北朝鮮ハッカー集団が詐取した仮想通貨は、同国のミサイルに、BTC-e(所在地ブルガリア)が詐取したビットコインは、昨年の米国大統領選挙に絡み、敗北したヒラリー・クリントン陣営や民主党本部のメールのハッキングなどの資金に使われたという疑惑が出ています。BTC-eはブルガリアに本拠のある世界最古参の仮想通貨交換所ですが、逮捕された社長はロシア人です。ロシアゲートと仮想通貨は隣り合わせだったことになります。

(3)極め付きにもうひとつ。

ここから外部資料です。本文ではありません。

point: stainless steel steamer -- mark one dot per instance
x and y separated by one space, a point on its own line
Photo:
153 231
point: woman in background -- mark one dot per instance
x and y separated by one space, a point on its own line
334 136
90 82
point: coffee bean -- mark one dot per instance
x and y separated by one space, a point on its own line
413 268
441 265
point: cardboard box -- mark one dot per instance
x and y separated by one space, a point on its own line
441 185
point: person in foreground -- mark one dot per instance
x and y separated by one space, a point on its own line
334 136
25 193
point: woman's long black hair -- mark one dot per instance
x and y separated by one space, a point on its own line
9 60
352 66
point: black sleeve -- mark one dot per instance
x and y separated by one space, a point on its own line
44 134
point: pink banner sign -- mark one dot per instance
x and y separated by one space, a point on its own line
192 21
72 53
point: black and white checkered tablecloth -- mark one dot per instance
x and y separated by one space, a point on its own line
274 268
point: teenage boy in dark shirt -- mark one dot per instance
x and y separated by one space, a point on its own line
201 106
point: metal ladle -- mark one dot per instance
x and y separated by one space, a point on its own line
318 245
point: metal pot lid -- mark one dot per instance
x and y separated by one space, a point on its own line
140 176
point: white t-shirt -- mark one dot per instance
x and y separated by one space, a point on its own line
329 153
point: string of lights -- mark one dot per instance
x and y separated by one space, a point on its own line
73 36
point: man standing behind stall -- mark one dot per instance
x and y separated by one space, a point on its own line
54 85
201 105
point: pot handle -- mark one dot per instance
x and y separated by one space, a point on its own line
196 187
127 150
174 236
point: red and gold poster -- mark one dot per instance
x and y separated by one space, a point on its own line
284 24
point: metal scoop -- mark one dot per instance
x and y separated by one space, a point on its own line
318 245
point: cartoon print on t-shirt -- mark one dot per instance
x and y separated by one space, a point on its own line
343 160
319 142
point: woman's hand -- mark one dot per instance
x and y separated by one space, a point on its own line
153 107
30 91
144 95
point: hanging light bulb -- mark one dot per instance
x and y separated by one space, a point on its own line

時期的には(1)と(2)の間で場所は日本。仮想通貨交換業登録済のかなり広告宣伝も打っている大手交換所でビットコインが詐取が複数発生していて、その被害総額はコインチェック社の今回の金額には及ばないものの、複数の裁判が継続中です。詐取した犯人が、第三者(外部のハッカー)なのか(?)、同交換所の内部者なのか(!?)、交換所自体なのか(!!??)、まだわかりません。3つの可能性のうちどれであってもそれぞれに事態は深刻であると言えます。

(注1)手口が米国ソニーエンターテインメント社に対するサイバー攻撃と同じであることから米国諜報当局が北朝鮮の仕業であると特定。北朝鮮はこれを否定。
(注2)これもNEMだったか、これはビットコインだったか、それ以外かはWSJの報道には載っていません。
(注3)この時点では本邦でも資金決済法による仮想通貨交換業登録制度はなかった。

ちょうど(1)の報道がWSJ紙でされた週の月曜日、こちらのブログでもしばしばご紹介している異端の経済学者(もともとは数学者)の塩沢由典先生の勉強会で、ビットコインに関するプレゼンテーションを行ったばかりでした。3時間の持ち時間のうち2時間は暗号理論と情報処理論に割きました。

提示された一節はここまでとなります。